The eager runner runs all tasks in series on your local machine. This is useful when developing a pipeline but is not intended for use in production.

Celery Runner#

The celery runner is designed to build a celery canvas which is then scheduled on a group of celery workers. Each pipeline in an iterator will generate it’s own canvas building a chain of tasks, each of which will be chord if an iterator defined.

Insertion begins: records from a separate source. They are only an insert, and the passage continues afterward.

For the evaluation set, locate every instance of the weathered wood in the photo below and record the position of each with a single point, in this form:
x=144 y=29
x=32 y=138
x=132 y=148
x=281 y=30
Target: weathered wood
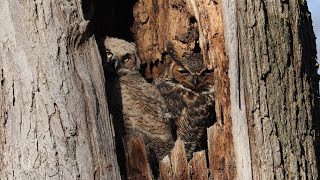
x=198 y=166
x=137 y=160
x=158 y=22
x=220 y=164
x=54 y=118
x=277 y=68
x=179 y=161
x=238 y=109
x=165 y=169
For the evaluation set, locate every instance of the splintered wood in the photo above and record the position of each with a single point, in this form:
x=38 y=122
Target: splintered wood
x=179 y=22
x=137 y=162
x=176 y=167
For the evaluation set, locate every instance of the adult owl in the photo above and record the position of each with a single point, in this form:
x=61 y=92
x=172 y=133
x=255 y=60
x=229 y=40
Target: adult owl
x=139 y=103
x=187 y=86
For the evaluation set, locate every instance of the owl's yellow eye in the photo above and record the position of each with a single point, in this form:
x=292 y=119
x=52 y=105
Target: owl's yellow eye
x=126 y=60
x=109 y=55
x=207 y=72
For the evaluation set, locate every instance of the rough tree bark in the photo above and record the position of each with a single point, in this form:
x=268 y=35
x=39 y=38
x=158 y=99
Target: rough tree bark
x=54 y=118
x=263 y=53
x=274 y=88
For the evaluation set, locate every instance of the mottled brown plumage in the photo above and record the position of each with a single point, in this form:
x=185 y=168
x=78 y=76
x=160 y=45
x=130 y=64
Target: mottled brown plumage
x=187 y=86
x=144 y=110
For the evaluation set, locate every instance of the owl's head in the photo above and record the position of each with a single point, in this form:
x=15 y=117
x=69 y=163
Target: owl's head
x=122 y=54
x=189 y=71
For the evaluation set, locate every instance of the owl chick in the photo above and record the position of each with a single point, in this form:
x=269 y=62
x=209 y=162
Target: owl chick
x=187 y=88
x=144 y=110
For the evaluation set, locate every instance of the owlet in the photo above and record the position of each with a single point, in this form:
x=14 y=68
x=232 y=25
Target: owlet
x=144 y=110
x=187 y=86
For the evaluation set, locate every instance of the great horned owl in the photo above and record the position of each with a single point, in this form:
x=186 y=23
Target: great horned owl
x=187 y=86
x=144 y=110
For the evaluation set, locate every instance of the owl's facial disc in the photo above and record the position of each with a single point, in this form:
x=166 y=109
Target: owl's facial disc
x=109 y=56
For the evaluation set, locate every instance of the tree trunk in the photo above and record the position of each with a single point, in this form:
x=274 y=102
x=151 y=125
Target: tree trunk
x=271 y=48
x=266 y=85
x=54 y=117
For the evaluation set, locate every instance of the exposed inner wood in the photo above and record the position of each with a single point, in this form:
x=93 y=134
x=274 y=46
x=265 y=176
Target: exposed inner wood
x=187 y=24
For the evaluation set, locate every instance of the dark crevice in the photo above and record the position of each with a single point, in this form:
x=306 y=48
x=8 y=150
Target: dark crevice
x=113 y=18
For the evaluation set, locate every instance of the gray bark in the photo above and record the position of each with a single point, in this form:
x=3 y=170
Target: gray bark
x=238 y=108
x=54 y=118
x=271 y=48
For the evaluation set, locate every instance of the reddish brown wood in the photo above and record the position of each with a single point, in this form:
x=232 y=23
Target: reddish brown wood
x=179 y=161
x=137 y=162
x=165 y=169
x=198 y=166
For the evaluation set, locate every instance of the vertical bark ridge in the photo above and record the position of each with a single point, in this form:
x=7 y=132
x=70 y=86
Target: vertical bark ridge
x=278 y=72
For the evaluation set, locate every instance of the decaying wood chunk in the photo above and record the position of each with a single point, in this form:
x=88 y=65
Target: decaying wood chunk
x=165 y=169
x=137 y=162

It is left to the reader to design and implement their own celery deployment. Here is the celery documentation with some useful information for implementing with django.

Custom Runners#

To build a custom runner a start_runner method must be defined taking 2 parameters:

pipeline_execution (a PipelineExecution object)
reporter (a PipelineReporter object)

This should build a schedule that will run each task and catch any errors and record them in the results storage. To help with this the base PipelineRunner class provides 2 methods:

get_task_graph: Which creates a TopologicalSorter object from the task dependencies (see the graphlib documentation).
get_flat_task_list: Which provides a list of TaskExecution objects that can be ran in order to abide by the rules set out above.

If the pipelines are successfully scheduled the method should return True otherwise return False or raise an Exception.